僕たちは白亜の塔へと向かうことにした。しかしあれほどの塔を二人で攻め落とせるのか自信はない。
レイが、
「本当に大きいのか?」
と問いかけた。しっかりとした瞳は僕を勇気づけてくれた。
幻術か。
「わたしたちはずっと幻術を見せられてる気がする。初めに塔を訪れようとしたときからね」
気のせいではないのか。近づくことができないようにされていたのかもしれない。次に捕まったときも階段も上がれないでいた。フィリの短剣で術を解除していたので簡単に離れることかできた。すべてが仕組まれたまやかしかもしれない。
「行くしかないな」
「おまえが何を見せられたのかはわからない。話してくれないか」
僕は棺が並んだ青白い世界を思い出した。アーチ状の梁の下どこまでも棺が並んでいた。もし一人で乗り込んだとしても、美月さんを探せる自信はない。いくつもの幻術で弄ばれるのが目に浮かんできた。
「ごめん。あのときわたしが気づいていればよかった」
「謝るなよ。僕を救ってくれたのはレイなんだ。もしレイのぬくもりがなければ、僕は今頃ここにはいないんだよ。ずっと白亜の塔にいた」
「おまえは記憶を消されて、わたしにさよならをした」
「あれは演技だよ」
レイは指で僕を招いた。僕が近づくと耳たぶを弾いた。
「捨てられたと思ったぞ。おまえを引き留める資格なんてないし」
「引き留めるのに資格なんているのかよ。気持ちだけでいいんだ」
「真似するな」
「村へ帰ろうとしたんだろう」
「そうだよ。わたしを捨てた村を焼き尽くしてやるつもりでな」
穏やかな話にはならないな。
「昔々のことだ。レイたちの種族はこの世界を滅ぼしかけた。魔族と言われる由縁だ。僕が残ればレイを自由にしてくれると約束してくれた」
「おまえがいない世界で自由を与えられてもうれしくはない。おまえはわたしと旅をしてくれた。わたしは死ぬ前に白亜の塔を見たいと思っていたんだ。塔の街に来たら、もういつ死んでも構わないと考えていた」
「だから死んだのか」
「墓に入れたのはおまえだ。まさか五回目に眼が出てくるとはなあ」
僕はレイがいなければ野垂れ死んでいるところだ。持ちつ持たれつだったんだ。だからそんなに思われていると心苦しいところもある。

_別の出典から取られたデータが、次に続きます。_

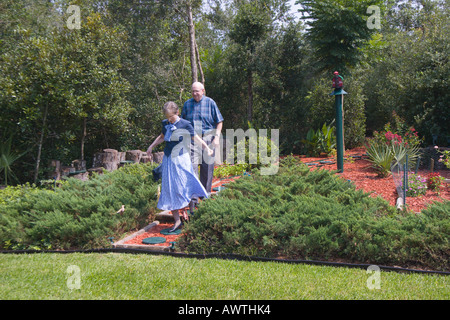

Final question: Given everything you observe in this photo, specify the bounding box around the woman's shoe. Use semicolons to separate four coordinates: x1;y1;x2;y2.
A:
168;220;182;233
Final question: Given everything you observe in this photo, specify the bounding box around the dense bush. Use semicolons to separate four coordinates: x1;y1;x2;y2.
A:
179;156;449;271
0;163;159;250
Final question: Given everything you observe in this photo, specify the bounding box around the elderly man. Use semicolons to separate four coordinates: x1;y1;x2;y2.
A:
181;82;223;210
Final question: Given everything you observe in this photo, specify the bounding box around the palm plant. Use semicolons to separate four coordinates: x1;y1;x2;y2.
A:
0;134;27;186
366;140;396;177
366;139;422;177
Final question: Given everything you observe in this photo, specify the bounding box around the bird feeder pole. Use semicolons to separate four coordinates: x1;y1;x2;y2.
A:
330;71;347;173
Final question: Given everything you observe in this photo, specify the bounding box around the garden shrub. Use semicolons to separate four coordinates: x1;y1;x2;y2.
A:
0;163;159;250
366;114;423;177
301;121;336;157
214;162;249;178
179;156;449;270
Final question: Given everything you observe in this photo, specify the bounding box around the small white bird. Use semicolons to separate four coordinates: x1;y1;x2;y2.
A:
116;205;125;215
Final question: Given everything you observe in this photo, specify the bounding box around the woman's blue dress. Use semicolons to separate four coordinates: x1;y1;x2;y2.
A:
157;118;208;211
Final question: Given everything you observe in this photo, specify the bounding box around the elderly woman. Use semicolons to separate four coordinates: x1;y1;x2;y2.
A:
146;101;213;232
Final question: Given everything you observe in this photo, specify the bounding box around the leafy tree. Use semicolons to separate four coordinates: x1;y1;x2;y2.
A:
103;0;199;150
364;0;449;144
0;12;131;183
228;0;287;123
229;1;271;123
297;0;384;74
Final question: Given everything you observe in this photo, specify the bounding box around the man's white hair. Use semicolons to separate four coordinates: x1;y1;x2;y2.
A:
192;81;205;90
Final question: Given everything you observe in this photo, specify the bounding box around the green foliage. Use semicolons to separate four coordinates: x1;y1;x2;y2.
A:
404;173;427;197
426;173;444;192
302;73;366;151
365;140;396;177
298;0;384;74
229;1;273;52
0;163;159;250
214;162;249;179
0;133;27;185
0;9;132;182
301;121;336;156
0;183;41;206
364;0;450;144
179;155;449;270
366;116;423;176
1;0;448;185
225;124;279;170
436;147;450;169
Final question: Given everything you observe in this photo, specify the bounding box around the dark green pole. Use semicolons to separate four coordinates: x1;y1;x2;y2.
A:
330;72;347;173
335;93;345;172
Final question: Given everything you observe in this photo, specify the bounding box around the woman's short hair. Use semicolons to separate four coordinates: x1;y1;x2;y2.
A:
163;101;178;115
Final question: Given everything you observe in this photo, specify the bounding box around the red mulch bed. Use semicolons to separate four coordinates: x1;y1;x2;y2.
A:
295;147;450;213
126;147;449;246
124;178;242;246
124;223;182;246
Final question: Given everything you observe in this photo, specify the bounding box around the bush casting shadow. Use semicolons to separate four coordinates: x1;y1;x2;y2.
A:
178;156;449;271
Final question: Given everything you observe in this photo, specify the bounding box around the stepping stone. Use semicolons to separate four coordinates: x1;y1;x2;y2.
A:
160;228;182;235
142;237;166;244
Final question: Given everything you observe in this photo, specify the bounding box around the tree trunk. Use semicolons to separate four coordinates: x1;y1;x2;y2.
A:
81;117;87;161
247;70;253;123
187;2;198;84
34;103;48;183
195;41;205;84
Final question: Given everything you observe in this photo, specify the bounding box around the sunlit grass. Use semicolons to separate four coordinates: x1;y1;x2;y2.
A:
0;253;448;300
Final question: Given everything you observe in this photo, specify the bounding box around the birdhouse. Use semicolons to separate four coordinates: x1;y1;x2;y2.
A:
332;71;344;89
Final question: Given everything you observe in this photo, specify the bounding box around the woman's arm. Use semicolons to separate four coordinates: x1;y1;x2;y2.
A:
193;135;214;156
146;134;165;157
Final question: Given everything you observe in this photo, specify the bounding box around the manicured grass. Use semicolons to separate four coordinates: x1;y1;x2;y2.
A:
0;253;448;300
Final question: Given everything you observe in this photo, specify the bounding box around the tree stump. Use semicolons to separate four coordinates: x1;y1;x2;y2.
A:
72;159;86;171
140;155;152;163
71;171;89;181
92;149;119;171
88;167;105;177
152;152;164;164
126;150;142;163
48;160;61;180
61;166;75;177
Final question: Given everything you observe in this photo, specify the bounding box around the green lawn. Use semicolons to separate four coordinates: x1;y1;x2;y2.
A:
0;253;448;300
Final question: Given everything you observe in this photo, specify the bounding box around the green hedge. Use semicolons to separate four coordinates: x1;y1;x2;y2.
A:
0;163;159;250
179;156;449;271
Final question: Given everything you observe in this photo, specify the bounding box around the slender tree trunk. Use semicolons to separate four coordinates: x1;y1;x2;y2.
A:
186;2;198;83
247;69;253;123
195;41;205;84
81;117;87;161
34;103;48;183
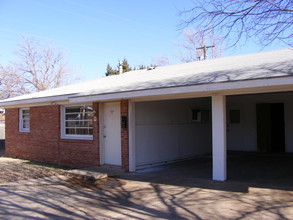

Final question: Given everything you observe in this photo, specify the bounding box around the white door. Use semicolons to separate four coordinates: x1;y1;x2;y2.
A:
103;102;121;166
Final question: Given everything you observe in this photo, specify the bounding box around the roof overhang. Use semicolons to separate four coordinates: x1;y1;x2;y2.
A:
1;76;292;108
68;76;293;103
0;94;71;108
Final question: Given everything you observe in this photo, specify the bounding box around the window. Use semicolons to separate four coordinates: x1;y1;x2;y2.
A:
191;109;209;122
61;105;94;139
19;108;30;132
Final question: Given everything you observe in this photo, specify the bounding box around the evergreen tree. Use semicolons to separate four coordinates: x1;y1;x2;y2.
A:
105;59;132;76
105;59;158;76
105;64;118;76
138;65;146;70
119;58;132;73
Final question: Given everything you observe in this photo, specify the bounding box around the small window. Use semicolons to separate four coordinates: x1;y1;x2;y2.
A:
191;109;209;122
230;110;240;124
191;109;201;122
61;105;93;139
19;108;30;132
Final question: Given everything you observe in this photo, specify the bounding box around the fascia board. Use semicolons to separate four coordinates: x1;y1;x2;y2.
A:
68;76;293;103
0;95;72;108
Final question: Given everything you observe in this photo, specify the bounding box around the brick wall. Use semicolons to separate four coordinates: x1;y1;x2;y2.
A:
120;99;129;171
5;103;100;168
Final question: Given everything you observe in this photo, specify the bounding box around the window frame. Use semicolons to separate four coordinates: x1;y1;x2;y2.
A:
60;104;94;140
19;108;30;132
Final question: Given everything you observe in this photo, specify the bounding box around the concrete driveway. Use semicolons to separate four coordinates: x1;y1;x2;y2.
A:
0;176;293;219
1;158;293;219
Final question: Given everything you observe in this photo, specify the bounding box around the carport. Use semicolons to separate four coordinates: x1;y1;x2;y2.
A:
227;92;293;154
131;91;293;182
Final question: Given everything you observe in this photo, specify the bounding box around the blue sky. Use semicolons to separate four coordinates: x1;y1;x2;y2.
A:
0;0;289;81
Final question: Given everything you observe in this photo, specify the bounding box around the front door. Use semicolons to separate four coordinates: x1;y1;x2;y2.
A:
103;102;121;166
256;103;285;153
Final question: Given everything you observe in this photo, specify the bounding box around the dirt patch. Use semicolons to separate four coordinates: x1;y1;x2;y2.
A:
61;176;126;190
0;157;68;183
0;157;124;190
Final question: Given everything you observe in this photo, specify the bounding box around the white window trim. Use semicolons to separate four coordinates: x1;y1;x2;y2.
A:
19;108;30;132
60;104;93;140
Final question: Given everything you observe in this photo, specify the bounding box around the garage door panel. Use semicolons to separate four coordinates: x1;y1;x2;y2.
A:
136;125;178;166
136;124;212;167
178;124;212;157
135;98;212;168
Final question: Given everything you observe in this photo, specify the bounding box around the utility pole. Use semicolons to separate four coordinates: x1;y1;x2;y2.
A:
196;45;215;60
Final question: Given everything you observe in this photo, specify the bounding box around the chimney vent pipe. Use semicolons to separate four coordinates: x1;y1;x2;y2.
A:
119;61;123;74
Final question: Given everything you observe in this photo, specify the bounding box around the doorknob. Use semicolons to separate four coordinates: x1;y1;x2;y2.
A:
103;135;106;138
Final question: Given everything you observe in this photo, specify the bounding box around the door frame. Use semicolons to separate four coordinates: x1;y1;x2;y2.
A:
99;101;122;166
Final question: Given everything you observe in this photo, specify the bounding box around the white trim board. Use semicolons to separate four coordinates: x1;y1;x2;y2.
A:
69;77;293;103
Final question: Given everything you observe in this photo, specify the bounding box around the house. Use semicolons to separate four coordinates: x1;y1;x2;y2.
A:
0;49;292;181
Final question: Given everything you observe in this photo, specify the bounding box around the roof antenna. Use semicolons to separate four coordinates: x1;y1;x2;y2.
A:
196;45;215;60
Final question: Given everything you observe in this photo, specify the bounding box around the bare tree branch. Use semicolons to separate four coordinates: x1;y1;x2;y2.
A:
151;55;170;66
0;37;73;99
179;0;293;47
176;28;223;62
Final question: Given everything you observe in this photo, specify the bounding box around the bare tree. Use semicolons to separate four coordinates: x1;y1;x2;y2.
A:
151;54;170;66
177;28;223;62
180;0;293;47
0;37;71;99
0;65;26;99
15;37;69;91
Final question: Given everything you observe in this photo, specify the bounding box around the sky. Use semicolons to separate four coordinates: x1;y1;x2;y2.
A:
0;0;289;81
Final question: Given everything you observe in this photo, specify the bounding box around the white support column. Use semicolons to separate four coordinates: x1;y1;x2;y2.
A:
212;95;227;181
128;101;136;172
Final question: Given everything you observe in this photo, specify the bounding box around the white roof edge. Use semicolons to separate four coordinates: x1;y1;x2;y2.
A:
69;76;293;103
1;76;292;108
0;94;71;107
2;76;292;107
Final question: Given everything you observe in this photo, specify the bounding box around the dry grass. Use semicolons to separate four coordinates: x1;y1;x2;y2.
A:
0;157;68;183
0;157;124;190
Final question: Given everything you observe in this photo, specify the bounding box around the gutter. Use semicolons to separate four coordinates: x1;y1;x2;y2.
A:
0;94;76;108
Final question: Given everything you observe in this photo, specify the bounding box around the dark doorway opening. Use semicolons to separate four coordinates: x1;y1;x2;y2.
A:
256;103;285;153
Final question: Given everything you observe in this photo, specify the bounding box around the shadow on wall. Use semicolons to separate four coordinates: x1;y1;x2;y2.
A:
0;140;4;157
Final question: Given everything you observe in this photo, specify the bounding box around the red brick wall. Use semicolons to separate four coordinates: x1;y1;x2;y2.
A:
5;102;100;168
120;99;129;171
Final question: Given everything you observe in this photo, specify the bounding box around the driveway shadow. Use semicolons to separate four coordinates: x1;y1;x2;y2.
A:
119;152;293;193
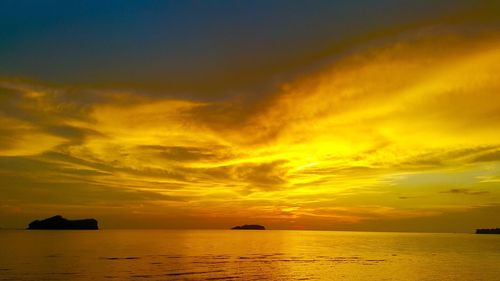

「死への旅だったはずなのに今は死にたくない。まさか一緒に暮らすなんで想像もしていなかった。わたしは楽しかった」
「僕もだ」
「本当に?」
たまに表情が変わる。
「わたしはおまえのために戦う気はある。まやかしの世界なんていらない。わたしが滅ぼしてやる。繋ぎ止められた魂を解放してやるんだ」
レイは拳を突き上げた。
「わたしたちは救世主になる」
「気合い入れてるところ申し訳ないんだけど、レイは救世主にはなれないと思うんだけどね」
「おまえだけなる気か?」
「何でだよ。ほら。この春からやらかしてることあるじゃん」
「知らない」
都合がよすぎる。白亜の塔に何か起きれば、一連のことは関連付けられるのは間違いない。
レイはいつまでもささいなことにこだわるんだなと言うが、少しもささいなことではない気がする。
「アラですら考えたらしいぞ」
「何を?」
「レイの処遇だよ。子どもらのためになら何でもする奴がだぞ」
「初耳だ。今度締めてやる」
「お手柔らかにね」
僕は後ろ髪を束ねなおした。
「ところでどうしておまえは記憶を消されなかったんだ」
「レイとのことは消したくなかったんだ」
僕が言うと、急にレイは俯いてさっさと一人で歩きだした。
「冗談は置いといて、首のリングのおかげで守られたんじゃないかと思うんだよね。よくわからないけど」
ピタッと歩みを止めると、僕に牙を剥いた。まったく余計なこと言わなくていいのにと速く歩いた。